As the Rally entered its second day, there were 54 cars still in the race.
Jean-Luc Therier and Christian Delferrier who are among the favourites led on Thursday (24 May) in an Alpino Renault. They were followed by Britain's Tony Fall and Mike Wood, in a Volkswagen-1303. Among those to abandon the rally after the first day were Sweden's Ove Andersson, driving a Toyota Celica, and H. Kallstrom also of Sweden, driving a Volkswagen-1303.
The rally ends on Saturday (26 May) at noon at the foot of the Acropolis Hills. the route the drivers will have followed covers 1600 kilometres of highway (about 1,000-miles) and 1200-kilometres of rough roads (about 750-miles). The prizes will be distributed on Sunday.
SYNOPSIS: Eighty-two entries lined up on the Acropolis in Athens on Wednesday for the start of the 21st Acropolis Rally. There were 46 foreign drivers among the entrants for the three-day event.
H. Kallstrom of Sweden was among the famous faces at the start, which included Ove Andersson driving a Toyota-Celica, Hakan lindberg in a Fiat 124 Arbath, and Rauno Aaltonen, also with a Fiat 124 Arbath. Andersson and Kallstrom were early casualties of the rally.
Finance-Minister Ioannis Koulis flagged off the first car to get the Rally started. It was driven by Jean-Luc Therier, who's among the favourites to win.
The rest of the entrants drove away in fairly quick succession, led by a BMW 2002 driven by A. Warabold.
Spectators were busy with cameras to watch the start of the Rally, which covers 1740 miles, and is described as one of Europe's toughest. It includes approximately 1,000 miles of highway, and 750 miles of rough and rocky roads.
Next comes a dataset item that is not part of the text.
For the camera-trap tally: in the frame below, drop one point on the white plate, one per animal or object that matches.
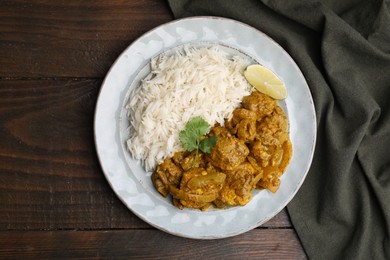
(133, 185)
By the start of the second day, 54 cars remained int eh field. The lead at that stage was held by Jean-Luc Therier, in an Alpine Renault. They were followed by Britain's Tony Fall and Mike Wood, driving a Volkswagen 1303 S. with Italy's team of D. Paganelli and D. Russo close behind. Cars entered in the Rally represent a good cross-section of European and Japanese makes, with a scattering of American cars. The rally is due to finish at about noon on Saturday, at the foot of the Acropolis.